POMEROL
From the least comes the most.
Pomerol, at a mere 2,000 acres in vine, is Bordeaux’s smallest red wine district (fewer acres, even, than the smallest of the Médoc appellations, St.-Julien).
But it produces wines more highly sought-after than some of the most famous in all of Bordeaux, and one in particular—Pétrus—that routinely is Bordeaux’s most costly red.
Pomerol’s great seduction is the Merlot grape, planted in about 3/4 of available vineyard land. Cabernet Franc is the second most planted (20-25 percent), while Cabernet Sauvignon—a mainstay across the Gironde in the Médoc—registers a wee 5 percent.
Merlot makes the kind of wine that the world loves: plush, fat, silky of texture, with slap-on-the-back fruit flavors and soft, accessible tannins, and even a smidgeon higher alcohol.
And after a mere 4-5 years after the vintage, Merlot wines also are readier-to-appreciate than Cabernet Sauvignon-based reds (even though in fact Merlot may cellar as long or longer).
The center of the plateau de Pomerol and its nub of clay-based soil makes for Pomerol’s most glamorous wine, Pétrus (superciliously, the word “Château” appears in administrative documents only). In most years, Pétrus is 100 percent Merlot, one of the only wines in Pomerol woven that way.

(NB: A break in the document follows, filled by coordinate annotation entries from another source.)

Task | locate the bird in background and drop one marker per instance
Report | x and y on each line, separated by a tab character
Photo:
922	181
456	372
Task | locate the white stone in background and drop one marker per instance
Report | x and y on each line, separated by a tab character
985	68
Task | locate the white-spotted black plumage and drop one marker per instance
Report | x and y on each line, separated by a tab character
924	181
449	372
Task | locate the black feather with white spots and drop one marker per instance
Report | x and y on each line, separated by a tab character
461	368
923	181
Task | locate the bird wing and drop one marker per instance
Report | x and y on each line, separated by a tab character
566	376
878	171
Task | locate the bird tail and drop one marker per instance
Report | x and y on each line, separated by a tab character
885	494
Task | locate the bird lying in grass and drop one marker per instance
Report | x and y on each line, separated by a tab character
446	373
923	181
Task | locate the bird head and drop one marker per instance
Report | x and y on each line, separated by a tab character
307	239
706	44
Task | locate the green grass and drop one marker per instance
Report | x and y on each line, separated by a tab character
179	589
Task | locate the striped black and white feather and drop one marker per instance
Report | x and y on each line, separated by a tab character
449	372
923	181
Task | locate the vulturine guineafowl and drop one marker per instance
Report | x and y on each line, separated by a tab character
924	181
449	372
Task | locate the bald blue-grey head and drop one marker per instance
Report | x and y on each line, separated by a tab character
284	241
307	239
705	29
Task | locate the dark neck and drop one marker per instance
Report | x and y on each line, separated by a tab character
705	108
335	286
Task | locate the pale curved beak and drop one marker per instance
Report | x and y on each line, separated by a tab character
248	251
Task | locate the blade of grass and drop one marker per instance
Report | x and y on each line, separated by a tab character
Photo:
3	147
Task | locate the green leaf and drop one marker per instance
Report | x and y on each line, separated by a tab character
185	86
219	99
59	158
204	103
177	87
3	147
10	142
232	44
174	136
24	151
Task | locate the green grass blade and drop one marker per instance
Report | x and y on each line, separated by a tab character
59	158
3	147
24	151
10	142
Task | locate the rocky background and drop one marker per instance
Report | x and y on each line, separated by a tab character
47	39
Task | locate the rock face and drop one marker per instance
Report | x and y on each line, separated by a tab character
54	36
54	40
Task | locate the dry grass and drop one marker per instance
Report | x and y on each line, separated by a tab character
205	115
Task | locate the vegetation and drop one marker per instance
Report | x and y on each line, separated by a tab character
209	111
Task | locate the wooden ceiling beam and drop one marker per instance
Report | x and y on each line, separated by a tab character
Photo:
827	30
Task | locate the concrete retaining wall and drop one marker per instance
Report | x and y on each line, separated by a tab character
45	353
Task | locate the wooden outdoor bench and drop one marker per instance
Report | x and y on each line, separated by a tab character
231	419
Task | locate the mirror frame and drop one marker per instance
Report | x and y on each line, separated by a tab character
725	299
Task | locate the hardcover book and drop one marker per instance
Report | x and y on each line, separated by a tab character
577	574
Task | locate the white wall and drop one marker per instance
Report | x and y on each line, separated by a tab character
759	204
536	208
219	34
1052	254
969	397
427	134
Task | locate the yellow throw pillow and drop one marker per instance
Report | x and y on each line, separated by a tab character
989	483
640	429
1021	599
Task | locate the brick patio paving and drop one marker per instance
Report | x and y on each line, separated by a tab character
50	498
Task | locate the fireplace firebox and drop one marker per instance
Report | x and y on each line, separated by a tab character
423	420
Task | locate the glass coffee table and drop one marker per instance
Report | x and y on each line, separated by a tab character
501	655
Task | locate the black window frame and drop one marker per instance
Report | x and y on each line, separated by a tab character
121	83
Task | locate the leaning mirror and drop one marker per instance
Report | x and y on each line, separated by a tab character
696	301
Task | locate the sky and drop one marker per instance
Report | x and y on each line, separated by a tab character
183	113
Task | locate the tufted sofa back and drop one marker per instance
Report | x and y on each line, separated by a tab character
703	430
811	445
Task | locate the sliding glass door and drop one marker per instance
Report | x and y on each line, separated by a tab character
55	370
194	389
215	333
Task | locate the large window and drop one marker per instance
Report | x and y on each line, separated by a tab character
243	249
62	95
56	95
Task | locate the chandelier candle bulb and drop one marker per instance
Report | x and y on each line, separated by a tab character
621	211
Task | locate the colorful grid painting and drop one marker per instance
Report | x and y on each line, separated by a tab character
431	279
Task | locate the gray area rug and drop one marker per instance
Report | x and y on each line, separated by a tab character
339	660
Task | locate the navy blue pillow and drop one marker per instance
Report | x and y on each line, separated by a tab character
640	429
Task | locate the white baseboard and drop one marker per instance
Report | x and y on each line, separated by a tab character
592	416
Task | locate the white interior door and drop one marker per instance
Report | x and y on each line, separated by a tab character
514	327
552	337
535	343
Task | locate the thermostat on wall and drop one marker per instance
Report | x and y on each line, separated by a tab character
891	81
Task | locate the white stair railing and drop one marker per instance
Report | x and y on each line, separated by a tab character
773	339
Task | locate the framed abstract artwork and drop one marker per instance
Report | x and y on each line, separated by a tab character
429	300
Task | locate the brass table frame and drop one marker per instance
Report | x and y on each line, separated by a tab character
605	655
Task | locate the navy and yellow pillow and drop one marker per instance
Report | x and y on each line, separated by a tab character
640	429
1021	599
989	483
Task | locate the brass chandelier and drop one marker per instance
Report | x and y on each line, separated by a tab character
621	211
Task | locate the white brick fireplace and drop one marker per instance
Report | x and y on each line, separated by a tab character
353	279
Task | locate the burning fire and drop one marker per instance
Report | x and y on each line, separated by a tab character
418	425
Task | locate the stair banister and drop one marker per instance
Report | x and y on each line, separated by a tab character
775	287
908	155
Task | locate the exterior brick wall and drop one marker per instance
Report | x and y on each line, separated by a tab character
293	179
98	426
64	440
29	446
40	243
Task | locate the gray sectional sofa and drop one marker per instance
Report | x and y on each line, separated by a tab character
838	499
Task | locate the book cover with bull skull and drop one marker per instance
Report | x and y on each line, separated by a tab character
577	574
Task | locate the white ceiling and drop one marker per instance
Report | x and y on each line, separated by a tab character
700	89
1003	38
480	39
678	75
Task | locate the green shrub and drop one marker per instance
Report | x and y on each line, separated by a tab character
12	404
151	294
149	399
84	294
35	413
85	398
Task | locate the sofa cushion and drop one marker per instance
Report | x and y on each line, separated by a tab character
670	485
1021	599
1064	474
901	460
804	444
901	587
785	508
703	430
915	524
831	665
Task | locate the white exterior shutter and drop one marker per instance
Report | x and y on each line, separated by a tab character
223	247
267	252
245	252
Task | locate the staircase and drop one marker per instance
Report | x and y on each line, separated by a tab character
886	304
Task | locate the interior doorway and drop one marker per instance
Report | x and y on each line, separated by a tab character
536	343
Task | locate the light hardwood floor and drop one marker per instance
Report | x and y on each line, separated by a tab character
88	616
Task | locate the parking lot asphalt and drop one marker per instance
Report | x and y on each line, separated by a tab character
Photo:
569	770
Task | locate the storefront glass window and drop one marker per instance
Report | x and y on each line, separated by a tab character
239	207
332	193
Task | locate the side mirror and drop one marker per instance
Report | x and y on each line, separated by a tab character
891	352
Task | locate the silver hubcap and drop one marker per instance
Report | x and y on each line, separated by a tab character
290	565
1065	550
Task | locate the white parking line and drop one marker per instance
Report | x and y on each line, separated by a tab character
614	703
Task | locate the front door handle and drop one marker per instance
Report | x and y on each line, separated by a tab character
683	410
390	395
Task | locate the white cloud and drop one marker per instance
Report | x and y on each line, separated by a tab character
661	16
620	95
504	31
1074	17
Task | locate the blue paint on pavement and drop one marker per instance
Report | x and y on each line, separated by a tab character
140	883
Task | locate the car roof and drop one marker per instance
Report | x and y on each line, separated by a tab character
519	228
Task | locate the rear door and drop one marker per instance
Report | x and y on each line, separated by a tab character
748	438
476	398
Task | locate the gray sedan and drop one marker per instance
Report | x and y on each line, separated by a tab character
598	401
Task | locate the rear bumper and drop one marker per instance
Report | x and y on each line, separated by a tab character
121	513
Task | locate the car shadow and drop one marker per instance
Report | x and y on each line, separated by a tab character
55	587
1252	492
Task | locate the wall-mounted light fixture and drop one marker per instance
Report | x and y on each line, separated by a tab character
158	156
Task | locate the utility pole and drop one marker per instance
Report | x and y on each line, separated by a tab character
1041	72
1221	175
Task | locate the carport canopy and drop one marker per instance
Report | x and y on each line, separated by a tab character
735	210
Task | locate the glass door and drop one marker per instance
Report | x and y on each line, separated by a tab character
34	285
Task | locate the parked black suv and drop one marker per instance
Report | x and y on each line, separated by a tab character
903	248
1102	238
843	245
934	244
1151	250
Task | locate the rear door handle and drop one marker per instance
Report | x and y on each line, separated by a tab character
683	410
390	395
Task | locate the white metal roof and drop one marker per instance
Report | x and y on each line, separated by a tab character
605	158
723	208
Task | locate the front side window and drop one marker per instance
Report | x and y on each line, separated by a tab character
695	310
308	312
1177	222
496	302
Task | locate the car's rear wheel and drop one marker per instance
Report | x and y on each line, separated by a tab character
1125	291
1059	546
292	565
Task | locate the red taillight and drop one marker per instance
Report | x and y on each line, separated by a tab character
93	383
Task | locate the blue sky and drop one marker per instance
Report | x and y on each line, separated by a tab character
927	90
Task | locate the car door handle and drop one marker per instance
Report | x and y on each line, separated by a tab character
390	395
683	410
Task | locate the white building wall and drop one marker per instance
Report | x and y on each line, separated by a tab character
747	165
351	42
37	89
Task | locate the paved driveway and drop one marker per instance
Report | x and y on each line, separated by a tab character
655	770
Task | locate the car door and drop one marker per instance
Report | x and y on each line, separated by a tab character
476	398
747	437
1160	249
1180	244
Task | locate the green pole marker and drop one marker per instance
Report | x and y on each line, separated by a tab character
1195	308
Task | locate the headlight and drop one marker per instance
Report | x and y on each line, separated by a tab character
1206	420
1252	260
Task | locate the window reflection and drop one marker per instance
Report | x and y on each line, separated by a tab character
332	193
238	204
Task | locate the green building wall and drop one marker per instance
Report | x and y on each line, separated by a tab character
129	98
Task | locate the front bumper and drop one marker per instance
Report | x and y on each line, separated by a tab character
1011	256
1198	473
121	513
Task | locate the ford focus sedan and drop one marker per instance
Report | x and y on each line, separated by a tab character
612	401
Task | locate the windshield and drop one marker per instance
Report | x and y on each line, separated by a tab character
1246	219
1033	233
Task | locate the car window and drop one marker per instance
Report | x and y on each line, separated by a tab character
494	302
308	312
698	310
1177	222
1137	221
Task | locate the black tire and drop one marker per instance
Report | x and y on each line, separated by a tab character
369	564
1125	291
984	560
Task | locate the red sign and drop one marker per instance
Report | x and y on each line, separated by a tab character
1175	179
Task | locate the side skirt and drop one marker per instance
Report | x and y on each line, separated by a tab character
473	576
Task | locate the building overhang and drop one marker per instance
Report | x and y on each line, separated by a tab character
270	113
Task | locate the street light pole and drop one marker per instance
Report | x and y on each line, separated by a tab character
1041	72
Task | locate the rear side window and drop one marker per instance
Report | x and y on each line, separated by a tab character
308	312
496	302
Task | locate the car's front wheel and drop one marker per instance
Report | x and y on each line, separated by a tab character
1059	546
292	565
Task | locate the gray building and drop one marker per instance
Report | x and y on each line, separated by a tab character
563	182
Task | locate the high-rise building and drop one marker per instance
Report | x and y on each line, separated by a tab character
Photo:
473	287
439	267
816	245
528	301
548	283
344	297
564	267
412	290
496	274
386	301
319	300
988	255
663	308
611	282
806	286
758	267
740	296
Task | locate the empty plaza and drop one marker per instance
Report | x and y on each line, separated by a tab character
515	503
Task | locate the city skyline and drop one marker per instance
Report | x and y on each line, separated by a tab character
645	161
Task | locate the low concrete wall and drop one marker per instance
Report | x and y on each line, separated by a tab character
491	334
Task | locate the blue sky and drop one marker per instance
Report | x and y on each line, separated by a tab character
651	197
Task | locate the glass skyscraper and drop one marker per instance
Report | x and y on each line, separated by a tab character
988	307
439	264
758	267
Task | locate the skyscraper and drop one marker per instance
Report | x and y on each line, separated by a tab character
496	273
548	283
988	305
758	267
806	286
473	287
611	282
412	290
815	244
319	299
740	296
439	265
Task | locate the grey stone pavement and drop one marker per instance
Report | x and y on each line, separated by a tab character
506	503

Dogged by high prices—a ridiculous $4,000-$6,000 a bottle for either Pétrus or Le Pin 2020; a merely larcenous $300 for L’Evangile 2022—Pomerol reds will seem out of reach for most wine buyers.
Nonetheless, some good value Pomerols come from the western section of the appellation on less clay-heavy, sandier soils. In good vintages, $30-$45 a bottle for Domaine de L’Eglise, Clos René or de Sales isn’t too bad.
Visiting Pomerol
You begin any tour of Pomerol winemaking in Libourne, a town of (now) 25,000 founded in the 13th century by Henry III of England and designed as a port of export for the wines of Pomerol, St.-Emilion and Entre-Deux-Mers. (Because the English shipped wines directly from here, bypassing Bordeaux, it was a long time before anyone in the Médoc or Graves actually tasted a Pomerol wine.)
Much of old Libourne remains and, in any case, the town is a beautiful example of preservation and well worth some stopping-off time. Of particular interest to wine folk is the business center of the wine trade, Quai Prieurat, much as it was when built centuries ago.
The vineyards of Pomerol fan out from Libourne into the Bordeaux area’s smallest appellation. They and their manor houses—“châteaux” is a grandiose term for the generally simple estates of Pomerol—are therefore concentrated and easily viewed from along the Pomerol roadways.
If you wish to see Pétrus, look for it at the top of a plateau near the center of Pomerol off road D121. The “château” looks like a clumpy warehouse with a tower. No matter. It makes the most expensive Bordeaux red in existence.